Under the Kyoto Protocol, which runs out in 2012, over 50 industrialized countries have pledged to cut their combined greenhouse-gas emissions by 5 percent.

The United States, which produces one-quarter of the world's greenhouse gases, has not ratified the treaty, citing economic reasons. Major developing countries like China, the second-biggest producer of greenhouse gases, and India are also not covered by Kyoto.

Blair said today that Britain is on track to meet its Kyoto targets. But he argued that without the involvement of the world's largest countries, any climate pact is meaningless.

"We will meet our Kyoto targets, in fact we will double our Kyoto targets," he said. "But there is one very obvious truth about climate change. Without the participation of America and the emerging economies of China and India, there isn't going to be a solution."

Blair said a new agreement must be drafted that addresses U.S. concerns as well as the goals of developing countries that are trying to catch up economically with the West.

"What is necessary is to get an international agreement that has got a framework with a stabilization goal in it, so that we set a very clear objective for everyone to aim at, and then you have to develop the science, the technology, and the changes in behavior necessary in order to meet that goal," Blair said.

Kyoto Targets Not Met

John Coll welcomes Blair's statement but said it won't be easy.

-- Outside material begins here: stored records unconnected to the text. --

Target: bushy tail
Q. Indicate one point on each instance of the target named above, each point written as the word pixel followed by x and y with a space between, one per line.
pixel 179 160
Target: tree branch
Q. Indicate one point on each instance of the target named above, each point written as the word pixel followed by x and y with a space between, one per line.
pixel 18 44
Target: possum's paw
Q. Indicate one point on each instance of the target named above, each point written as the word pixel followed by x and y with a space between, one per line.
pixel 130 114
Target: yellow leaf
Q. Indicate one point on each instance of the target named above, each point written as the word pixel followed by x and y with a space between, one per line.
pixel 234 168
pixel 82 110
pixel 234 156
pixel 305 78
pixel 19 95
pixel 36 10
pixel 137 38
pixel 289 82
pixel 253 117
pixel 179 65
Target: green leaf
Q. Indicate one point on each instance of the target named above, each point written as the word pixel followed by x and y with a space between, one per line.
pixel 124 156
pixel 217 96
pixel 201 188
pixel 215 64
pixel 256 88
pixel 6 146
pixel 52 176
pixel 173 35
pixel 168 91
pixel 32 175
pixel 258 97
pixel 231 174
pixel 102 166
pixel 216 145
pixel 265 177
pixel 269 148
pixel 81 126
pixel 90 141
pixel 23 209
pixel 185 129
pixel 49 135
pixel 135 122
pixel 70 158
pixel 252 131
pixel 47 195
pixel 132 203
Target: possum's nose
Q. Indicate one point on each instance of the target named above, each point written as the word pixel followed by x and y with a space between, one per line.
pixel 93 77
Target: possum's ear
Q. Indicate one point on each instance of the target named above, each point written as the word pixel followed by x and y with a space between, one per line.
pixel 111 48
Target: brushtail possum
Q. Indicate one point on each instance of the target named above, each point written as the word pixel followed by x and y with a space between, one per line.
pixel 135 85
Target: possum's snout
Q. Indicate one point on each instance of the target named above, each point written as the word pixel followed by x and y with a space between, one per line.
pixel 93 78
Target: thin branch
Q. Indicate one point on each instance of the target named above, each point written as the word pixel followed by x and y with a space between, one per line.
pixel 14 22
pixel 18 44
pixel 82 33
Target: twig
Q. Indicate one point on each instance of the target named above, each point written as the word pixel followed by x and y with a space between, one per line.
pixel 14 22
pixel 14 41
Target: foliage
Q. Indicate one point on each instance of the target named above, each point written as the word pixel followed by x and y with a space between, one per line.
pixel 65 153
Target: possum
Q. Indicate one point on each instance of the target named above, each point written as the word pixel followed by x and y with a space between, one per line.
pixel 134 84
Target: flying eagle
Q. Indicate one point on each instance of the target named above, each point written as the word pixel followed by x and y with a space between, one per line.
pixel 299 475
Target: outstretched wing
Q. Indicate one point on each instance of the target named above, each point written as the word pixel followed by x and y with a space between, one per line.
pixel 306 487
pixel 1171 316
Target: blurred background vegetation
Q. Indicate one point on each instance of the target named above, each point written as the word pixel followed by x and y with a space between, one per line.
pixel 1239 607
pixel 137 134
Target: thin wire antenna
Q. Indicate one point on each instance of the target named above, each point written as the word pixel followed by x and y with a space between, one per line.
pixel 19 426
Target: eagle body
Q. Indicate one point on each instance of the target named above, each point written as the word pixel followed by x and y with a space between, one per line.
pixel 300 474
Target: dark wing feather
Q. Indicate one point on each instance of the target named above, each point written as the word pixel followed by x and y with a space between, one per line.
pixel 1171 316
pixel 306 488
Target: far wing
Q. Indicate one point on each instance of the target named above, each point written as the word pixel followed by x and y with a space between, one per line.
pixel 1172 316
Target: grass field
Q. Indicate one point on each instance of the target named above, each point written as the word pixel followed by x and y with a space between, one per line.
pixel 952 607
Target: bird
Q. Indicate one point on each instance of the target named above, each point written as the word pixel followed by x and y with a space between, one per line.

He noted that even the modest Kyoto targets are in danger of not being met.

"Even trying to meet some of the Kyoto targets has created lots of legislative problems for some of the industrialized and developed countries," Coll said. "Obviously, the big problem for politicians is how do you square the circle, if you will, on this economic-development paradigm and reigning in people's lifestyles in line with trying to curb emissions. Obviously, a large part of it relates to energy and transport policy, so I think at the political level it becomes quite difficult for the policymakers."

An added difficulty is that scientists' dire predictions are all based on theoretical models. We know the world has experienced periods of rapid cooling and warming over the millennia. But no one can be certain at what point such changes are triggered, although according to Cole, most scientists believe a certain tipping point -- beyond which changes become irreversible -- exists.

"The very real concern is that nobody really knows what the critical thresholds and tipping points are," he said. "But [it certainly has been the case] in past sudden climate transitions that once a certain temperatures threshold is reached, things can start to go out of kilter in a more linear fashion. So at that point you might start to get a lot of [contributing] feedback into the climate system and accelerate the warming. So I think that's what a lot of the reports have expressed a concern about."

Blair said he hopes the July summit of the Group of Eight major industrialized countries in St. Petersburg, which will also include nonmembers like China and India, can be a good place to start discussing a new global environmental accord.